À ce contact, qui fit tressaillir tout son être, le misérable, dompté, haletant, fléchit les genoux, en murmurant :

— Grâce ! pardon ! dites un mot, ordonnez !

— Allons, relevez-vous, fit la jeune femme en le prenant par le bras ; je n’aime pas plus ceux qui plient comme des enfants que ceux qui menacent comme des sots. Voulez-vous être à moi, en aveugle, sans commenter mes ordres ?

— Oui, en esclave ! Mais que me donnerez-vous en échange d’une obéissance passive, en échange de ma vie, que je jouerai sur un geste de vous ?

— Lorsque j’aurai atteint mon but, lorsque je serai vengée de mes ennemis, lorsque je leur aurai rendu tout le mal qu’ils m’ont fait… je me souviendrai de nos premiers mois à la Marnière, et j’oublierai le reste.

Il n’en fallait pas davantage pour que Justin devînt fou de bonheur et d’espérance. Il saisit la main de l’infernale créature, qui ne la retira pas, et la couvrit de baisers.
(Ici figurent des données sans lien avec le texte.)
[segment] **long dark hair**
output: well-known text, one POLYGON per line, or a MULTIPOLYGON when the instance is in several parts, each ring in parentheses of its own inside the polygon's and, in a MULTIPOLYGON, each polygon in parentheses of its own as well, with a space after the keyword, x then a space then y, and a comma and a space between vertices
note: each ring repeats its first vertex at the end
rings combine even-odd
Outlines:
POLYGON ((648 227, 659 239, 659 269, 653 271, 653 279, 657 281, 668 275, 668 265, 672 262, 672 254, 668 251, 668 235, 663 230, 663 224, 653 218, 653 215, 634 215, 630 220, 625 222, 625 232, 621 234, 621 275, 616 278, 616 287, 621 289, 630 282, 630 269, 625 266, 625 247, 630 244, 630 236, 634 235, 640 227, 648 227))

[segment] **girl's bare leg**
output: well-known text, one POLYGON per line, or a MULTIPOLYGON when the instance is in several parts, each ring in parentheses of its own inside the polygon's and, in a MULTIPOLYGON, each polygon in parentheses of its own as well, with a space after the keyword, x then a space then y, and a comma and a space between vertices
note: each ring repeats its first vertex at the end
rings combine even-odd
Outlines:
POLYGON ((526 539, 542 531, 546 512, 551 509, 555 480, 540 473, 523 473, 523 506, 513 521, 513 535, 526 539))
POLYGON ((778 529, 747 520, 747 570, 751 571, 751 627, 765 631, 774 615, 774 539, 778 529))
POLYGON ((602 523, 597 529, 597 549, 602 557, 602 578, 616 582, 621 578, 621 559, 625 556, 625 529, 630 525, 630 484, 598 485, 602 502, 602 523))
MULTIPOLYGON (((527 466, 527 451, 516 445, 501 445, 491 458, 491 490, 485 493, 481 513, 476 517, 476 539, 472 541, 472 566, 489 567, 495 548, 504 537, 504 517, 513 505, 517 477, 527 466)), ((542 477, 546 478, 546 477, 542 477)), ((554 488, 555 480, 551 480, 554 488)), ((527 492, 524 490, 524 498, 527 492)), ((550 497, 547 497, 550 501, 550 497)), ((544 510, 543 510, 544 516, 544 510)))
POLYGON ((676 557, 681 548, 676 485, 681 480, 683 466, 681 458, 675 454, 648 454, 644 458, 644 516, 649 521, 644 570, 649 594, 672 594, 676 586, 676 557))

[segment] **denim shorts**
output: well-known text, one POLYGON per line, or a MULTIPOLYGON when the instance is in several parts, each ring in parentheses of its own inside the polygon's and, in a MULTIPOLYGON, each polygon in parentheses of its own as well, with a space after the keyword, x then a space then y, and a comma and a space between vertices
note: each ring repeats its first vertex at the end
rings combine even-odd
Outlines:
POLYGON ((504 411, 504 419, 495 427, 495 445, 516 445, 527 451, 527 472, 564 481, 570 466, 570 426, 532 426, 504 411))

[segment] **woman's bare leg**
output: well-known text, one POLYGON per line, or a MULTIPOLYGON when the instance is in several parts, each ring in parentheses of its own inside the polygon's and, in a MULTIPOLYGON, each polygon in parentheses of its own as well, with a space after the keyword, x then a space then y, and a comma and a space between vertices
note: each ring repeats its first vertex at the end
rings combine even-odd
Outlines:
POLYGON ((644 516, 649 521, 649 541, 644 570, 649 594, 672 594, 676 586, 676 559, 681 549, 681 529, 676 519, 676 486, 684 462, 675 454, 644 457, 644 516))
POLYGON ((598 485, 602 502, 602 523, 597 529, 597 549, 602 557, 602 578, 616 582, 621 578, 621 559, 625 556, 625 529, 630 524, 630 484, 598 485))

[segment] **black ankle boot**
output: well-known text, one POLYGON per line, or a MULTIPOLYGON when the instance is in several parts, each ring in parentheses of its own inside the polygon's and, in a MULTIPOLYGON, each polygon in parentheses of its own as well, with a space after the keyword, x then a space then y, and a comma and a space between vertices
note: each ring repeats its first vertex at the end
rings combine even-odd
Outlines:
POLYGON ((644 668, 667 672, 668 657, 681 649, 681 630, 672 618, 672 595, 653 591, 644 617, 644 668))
— Maintenant, dit-elle après avoir permis au malheureux de s’enivrer pendant quelques secondes de cette caresse, asseyez-vous et écoutez-moi.

Delon se laissa tomber dans un fauteuil ; Jeanne s’assit en face de lui et reprit :

— Demain, vous donnerez votre démission à lord Rundely.

— Oui, s’empressa de répondre Delon.

— Vous lui direz que vous voulez retourner en France pour des raisons politiques. L’opposition s’agite contre l’Empire, qu’il déteste ; cela lui semblera tout naturel ; et lorsque vous serez libre, vous attendrez dans un hôtel, à Panton hôtel, Panton street, par exemple. Je sais que c’est là que descendent beaucoup de républicains français. Vous y attendrez que je vous écrive de venir. Jusque-là, mettez ordre à vos affaires à Londres, car vous partirez pour Paris dans quelques jours. Lorsque nous nous reverrons, je vous donnerai mes instructions. Vous me promettez de m’obéir aveuglément ?

— Je vous le jure. Tenez, Jeanne, pardonnez-moi !

En disant ces mots, il lui tendait le reçu qu’elle lui avait fait de la somme envoyée par son amant. Elle le prit avec un sourire et en haussant les épaules, puis elle sonna et, lorsque Sonia fut entrée dans le boudoir, elle offrit amicalement la main à Delon, en disant à sa femme de chambre :

— Reconduis monsieur et, quand il reviendra à l’hôtel, tu le feras monter de suite.

Stupéfaite de la façon dont sa maîtresse se séparait de l’homme qu’elle avait dû prendre pour un ennemi, la jeune Russe n’en obéit pas moins. Elle se disait que, ne comprenant pas l’anglais, elle avait sans doute mal interprété la scène qui s’était passée sous ses yeux ;

Quant à Justin, se demandant s’il rêvait où s’il était vraiment éveillé, affolé plus que jamais, il promit une dernière fois à la terrible charmeresse d’être son esclave, et suivit Sonia.

— Le voilà bien tel qu’il me le faut, pensa Mme de Ferney lorsqu’elle fut seule ; dans quarante-huit heures il partira pour Paris, et, dans moins d’une semaine, je saurai à quoi m’en tenir sur l’hôtel de Rifay. Effaçons d’abord ce point noir ; je songerai ensuite à la vengeance.